= Saadia ben Nachmani =

Saadia ben Naḥmani was a German rabbi active in the 11th and 12th centuries.

== Early life and education ==
The Jewish Encyclopedia believed that ben Nachmani was a native of Germany because of the many German words found in his biblical commentaries. His maternal uncle was Kalonymus ben Judah.

He learned under Eleazar ben Meshullam as well as in Narbonne under Isaac ben Samuel.

==Career==
Ben Nachmani was an author of liturgical poems for the evening prayers on Sukkot. The poems begin with the words "Sukkat shalem selah" and consist of ten strophes of six lines each. According to Leopold Zunz, ben Nachmani also wrote the poem Elohekhem dirshu which is recited on the Shabbat of Rosh Chodesh.

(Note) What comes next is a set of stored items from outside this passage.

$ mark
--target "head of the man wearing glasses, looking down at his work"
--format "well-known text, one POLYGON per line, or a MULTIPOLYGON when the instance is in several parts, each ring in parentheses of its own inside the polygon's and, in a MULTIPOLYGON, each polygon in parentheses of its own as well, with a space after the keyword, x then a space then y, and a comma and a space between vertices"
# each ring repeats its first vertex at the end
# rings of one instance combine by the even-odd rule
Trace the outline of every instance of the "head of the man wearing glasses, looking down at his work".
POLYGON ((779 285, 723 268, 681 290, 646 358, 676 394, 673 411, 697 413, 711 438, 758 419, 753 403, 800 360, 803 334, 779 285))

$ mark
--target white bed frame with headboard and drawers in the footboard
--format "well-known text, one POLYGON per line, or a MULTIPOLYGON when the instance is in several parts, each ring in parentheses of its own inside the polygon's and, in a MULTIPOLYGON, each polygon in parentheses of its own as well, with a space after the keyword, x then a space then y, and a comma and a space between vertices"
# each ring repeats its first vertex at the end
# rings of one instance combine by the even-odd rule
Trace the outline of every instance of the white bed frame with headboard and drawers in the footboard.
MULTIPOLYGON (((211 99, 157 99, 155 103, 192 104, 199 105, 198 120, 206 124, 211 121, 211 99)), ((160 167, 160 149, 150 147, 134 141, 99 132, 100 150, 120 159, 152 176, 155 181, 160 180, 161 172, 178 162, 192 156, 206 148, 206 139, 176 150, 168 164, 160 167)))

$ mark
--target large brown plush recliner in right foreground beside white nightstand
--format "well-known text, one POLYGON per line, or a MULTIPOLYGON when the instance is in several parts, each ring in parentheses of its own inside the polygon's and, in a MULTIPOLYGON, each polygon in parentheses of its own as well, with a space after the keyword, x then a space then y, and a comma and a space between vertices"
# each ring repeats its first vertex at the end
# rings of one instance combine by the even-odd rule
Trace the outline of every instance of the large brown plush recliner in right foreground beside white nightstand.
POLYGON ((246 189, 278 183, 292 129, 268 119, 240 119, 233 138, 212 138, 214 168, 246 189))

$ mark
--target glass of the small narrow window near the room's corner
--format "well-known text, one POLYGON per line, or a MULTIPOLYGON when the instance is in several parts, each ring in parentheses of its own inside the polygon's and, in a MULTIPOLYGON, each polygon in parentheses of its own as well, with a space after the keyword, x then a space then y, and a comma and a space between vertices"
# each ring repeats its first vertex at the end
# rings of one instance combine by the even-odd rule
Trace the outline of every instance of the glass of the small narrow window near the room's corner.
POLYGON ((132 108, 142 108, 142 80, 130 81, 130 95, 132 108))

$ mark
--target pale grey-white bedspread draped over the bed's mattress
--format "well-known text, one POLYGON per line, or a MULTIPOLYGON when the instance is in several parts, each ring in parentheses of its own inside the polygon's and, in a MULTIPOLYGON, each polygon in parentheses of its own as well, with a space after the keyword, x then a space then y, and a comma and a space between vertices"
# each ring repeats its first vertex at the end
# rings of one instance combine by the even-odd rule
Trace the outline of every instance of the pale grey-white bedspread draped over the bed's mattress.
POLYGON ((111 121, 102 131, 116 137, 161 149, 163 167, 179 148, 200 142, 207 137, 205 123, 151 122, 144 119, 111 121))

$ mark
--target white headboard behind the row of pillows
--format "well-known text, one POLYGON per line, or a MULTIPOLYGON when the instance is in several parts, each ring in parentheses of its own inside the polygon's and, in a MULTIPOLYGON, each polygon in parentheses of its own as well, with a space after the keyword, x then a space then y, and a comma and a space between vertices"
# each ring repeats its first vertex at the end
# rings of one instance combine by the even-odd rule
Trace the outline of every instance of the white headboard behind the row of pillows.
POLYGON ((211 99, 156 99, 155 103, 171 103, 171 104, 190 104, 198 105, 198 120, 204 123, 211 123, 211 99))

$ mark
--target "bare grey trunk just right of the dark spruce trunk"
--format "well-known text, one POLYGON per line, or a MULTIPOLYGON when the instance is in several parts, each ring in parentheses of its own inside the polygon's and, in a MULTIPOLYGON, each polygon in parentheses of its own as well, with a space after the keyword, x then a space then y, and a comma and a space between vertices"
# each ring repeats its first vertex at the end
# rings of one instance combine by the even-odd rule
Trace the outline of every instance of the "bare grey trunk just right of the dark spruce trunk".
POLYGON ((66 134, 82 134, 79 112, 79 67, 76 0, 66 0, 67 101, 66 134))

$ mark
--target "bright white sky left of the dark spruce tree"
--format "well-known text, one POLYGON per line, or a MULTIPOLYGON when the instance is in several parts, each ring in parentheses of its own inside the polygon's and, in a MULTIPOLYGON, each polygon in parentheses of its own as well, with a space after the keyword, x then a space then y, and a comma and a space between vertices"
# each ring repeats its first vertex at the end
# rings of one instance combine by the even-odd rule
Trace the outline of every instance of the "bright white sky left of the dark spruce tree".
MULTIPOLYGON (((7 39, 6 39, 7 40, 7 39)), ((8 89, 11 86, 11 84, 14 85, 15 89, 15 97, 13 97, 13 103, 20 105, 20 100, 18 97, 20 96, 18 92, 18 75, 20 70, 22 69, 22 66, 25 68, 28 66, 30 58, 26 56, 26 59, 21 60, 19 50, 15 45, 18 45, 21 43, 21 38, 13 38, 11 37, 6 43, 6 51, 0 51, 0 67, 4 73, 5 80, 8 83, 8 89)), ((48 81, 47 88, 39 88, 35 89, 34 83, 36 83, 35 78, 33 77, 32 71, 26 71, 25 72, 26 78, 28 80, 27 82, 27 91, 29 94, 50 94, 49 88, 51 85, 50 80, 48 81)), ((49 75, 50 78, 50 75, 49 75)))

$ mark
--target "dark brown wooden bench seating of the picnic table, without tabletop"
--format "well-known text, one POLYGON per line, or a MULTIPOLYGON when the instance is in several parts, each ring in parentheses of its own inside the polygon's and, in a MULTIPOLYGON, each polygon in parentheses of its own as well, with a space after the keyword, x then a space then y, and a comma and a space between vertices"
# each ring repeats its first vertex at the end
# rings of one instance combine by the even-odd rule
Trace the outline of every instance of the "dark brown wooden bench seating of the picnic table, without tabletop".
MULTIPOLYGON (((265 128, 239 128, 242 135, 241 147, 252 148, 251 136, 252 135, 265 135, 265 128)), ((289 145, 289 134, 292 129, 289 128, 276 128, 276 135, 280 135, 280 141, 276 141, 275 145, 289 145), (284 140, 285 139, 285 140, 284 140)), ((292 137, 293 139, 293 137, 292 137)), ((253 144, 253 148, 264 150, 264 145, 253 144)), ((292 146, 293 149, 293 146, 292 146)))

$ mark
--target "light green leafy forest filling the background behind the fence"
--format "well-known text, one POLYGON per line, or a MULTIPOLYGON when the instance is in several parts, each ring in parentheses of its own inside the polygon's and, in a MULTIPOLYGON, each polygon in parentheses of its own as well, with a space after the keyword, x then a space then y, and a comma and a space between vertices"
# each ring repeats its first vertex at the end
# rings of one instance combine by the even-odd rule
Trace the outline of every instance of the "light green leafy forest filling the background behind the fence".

According to Ḥayyim Michael, it was ben Nachmani who was quoted by Rashi as having personally spoken to Rav Saadia in his commentaries. Michael also believed that ben Nachmani himself was a biblical commentator. A commentary on the Book of Chronicles, originally believed to be authored by Rashi, was discovered not to be written by him but instead by the students of Rav Saadia. It has been proven that ben Nachmani's commentary on Chronicles was copied by his pupils in different areas, which caused many variants of the original work. Additionally, Hayyim Michael also believed that ben Nachmani may be the author of a commentary on the Sefer Yetzirah. The commentary is normally attributed to the Saadia Gaon, who wrote a different commentary on the same book, but Joseph Delmedigo et Jacob Emden proved that this particular commentary was attributed to the Saadia Gaon in error. As with ben Nachmani's commentary on Chronicles, the Sefer Yetzirah commentary was arranged by ben Nachmani's students, who are believed to have altered his words in certain parts.

According to Henry Malter, ben Nachmani is the hero of a legend that is attributed to the Saadia Gaon, but which probably takes place in Christian Europe.